DISCLOSURE OF THE INVENTION
[0012] The invention is accomplished in view of the problems of the
above prior art, and is to provide a preventive and/or a remedy for
hyperphosphatemia having a high selectivity toward a phosphate ion
adsorption action, further having a lowering action of blood
phosphorus concentration and a lowering action of urinary
phosphorus excretion.
[0013] The inventors made extensive researches to solve the above
problems and found out that a weakly basic anion exchange resin ,
which was only used as main uses for removal of hydrochloric acid
in an aqueous system and a non-aqueous system, surprisingly has a
phosphoric acid adsorption action, a lowering action of blood
phosphoric acid concentration and a lowering action of urinary
phosphorus excretion, and accomplished the invention.
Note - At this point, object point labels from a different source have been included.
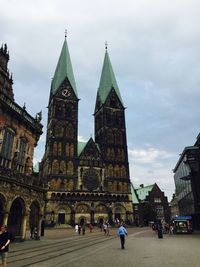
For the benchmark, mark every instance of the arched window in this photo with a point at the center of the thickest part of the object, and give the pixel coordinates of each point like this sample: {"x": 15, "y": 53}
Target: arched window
{"x": 70, "y": 168}
{"x": 110, "y": 136}
{"x": 59, "y": 149}
{"x": 117, "y": 171}
{"x": 110, "y": 170}
{"x": 58, "y": 130}
{"x": 8, "y": 138}
{"x": 55, "y": 149}
{"x": 55, "y": 167}
{"x": 112, "y": 154}
{"x": 70, "y": 131}
{"x": 22, "y": 151}
{"x": 63, "y": 167}
{"x": 71, "y": 150}
{"x": 67, "y": 150}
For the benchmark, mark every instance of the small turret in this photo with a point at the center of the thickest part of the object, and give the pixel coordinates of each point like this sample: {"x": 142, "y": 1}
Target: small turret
{"x": 6, "y": 80}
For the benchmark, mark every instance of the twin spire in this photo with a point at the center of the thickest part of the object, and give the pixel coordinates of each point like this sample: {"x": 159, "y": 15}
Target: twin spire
{"x": 64, "y": 70}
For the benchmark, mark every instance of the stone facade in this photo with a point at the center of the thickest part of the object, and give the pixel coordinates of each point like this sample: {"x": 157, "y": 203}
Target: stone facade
{"x": 21, "y": 192}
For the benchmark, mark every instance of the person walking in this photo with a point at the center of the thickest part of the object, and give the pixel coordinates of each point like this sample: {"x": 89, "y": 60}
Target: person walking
{"x": 122, "y": 232}
{"x": 76, "y": 228}
{"x": 4, "y": 245}
{"x": 83, "y": 229}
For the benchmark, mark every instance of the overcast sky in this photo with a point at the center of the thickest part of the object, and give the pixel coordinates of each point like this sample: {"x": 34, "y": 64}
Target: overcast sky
{"x": 154, "y": 47}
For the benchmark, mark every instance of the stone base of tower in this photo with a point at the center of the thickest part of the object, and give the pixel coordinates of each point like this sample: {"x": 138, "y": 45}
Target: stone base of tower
{"x": 84, "y": 208}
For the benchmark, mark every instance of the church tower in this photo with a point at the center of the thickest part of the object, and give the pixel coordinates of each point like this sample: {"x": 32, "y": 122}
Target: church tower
{"x": 6, "y": 80}
{"x": 59, "y": 165}
{"x": 110, "y": 131}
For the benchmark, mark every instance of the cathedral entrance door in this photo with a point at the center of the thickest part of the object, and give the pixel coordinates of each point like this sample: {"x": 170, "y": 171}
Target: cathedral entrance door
{"x": 82, "y": 221}
{"x": 1, "y": 212}
{"x": 34, "y": 215}
{"x": 15, "y": 218}
{"x": 61, "y": 218}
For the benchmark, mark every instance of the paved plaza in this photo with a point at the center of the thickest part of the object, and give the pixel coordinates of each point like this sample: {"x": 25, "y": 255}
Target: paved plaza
{"x": 62, "y": 248}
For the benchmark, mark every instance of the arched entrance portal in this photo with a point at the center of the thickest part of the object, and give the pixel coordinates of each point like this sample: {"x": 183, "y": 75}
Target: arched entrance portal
{"x": 15, "y": 219}
{"x": 1, "y": 211}
{"x": 34, "y": 215}
{"x": 61, "y": 217}
{"x": 82, "y": 221}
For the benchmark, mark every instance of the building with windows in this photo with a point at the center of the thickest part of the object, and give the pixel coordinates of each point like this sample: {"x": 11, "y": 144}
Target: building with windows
{"x": 187, "y": 183}
{"x": 86, "y": 181}
{"x": 150, "y": 204}
{"x": 21, "y": 192}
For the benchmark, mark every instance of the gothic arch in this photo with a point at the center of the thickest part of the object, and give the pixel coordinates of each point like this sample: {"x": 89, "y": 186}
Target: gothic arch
{"x": 2, "y": 207}
{"x": 70, "y": 168}
{"x": 34, "y": 214}
{"x": 63, "y": 167}
{"x": 82, "y": 208}
{"x": 16, "y": 216}
{"x": 101, "y": 208}
{"x": 70, "y": 131}
{"x": 110, "y": 136}
{"x": 55, "y": 167}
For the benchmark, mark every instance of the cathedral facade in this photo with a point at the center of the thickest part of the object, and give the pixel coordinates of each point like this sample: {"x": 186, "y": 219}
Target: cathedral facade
{"x": 87, "y": 182}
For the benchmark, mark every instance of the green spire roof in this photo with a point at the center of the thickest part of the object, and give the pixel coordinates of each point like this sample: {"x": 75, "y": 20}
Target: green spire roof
{"x": 63, "y": 70}
{"x": 143, "y": 192}
{"x": 134, "y": 196}
{"x": 107, "y": 81}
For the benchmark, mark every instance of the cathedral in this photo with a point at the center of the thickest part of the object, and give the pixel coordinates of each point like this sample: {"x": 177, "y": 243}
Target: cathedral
{"x": 77, "y": 182}
{"x": 86, "y": 182}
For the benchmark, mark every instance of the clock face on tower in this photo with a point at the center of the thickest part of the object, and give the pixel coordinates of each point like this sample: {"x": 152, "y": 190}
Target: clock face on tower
{"x": 66, "y": 92}
{"x": 90, "y": 179}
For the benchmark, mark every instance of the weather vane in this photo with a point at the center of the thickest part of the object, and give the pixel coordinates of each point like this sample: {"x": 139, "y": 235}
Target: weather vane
{"x": 65, "y": 33}
{"x": 106, "y": 45}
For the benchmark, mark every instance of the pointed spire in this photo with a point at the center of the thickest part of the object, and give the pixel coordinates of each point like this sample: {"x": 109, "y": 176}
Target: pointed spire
{"x": 107, "y": 80}
{"x": 63, "y": 70}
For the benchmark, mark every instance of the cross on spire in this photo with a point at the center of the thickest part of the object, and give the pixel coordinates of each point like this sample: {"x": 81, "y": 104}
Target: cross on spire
{"x": 106, "y": 45}
{"x": 65, "y": 33}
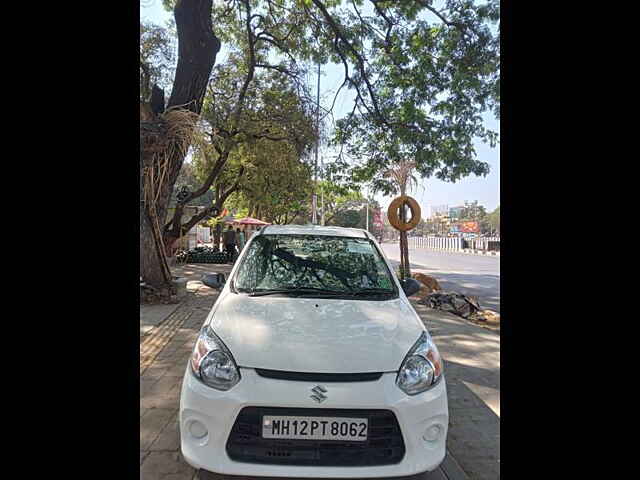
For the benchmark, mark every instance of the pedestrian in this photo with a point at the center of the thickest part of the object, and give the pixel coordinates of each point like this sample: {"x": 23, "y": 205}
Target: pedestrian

[0014] Namely, the invention relates to a phosphate ion adsorbent
comprising as an active ingredient a weakly basic anion exchange
resin.
[0015] Also, the invention relates to the above phosphate ion
adsorbent, characterized in that the weakly basic anion exchange
resin is a copolymer containing as monomer components an acrylic
acid type compound having a tertiary amino group and
divinylbenzene.
[0016] Further, the invention relates to the above phosphate ion
adsorbent, characterized in that the copolymer further contains as
monomer components one or more components selected from the group
consisting of acrylonitrile, vinylimidazole, vinylhistidine,
vinylpyrazine and diaminodiphenylmethane.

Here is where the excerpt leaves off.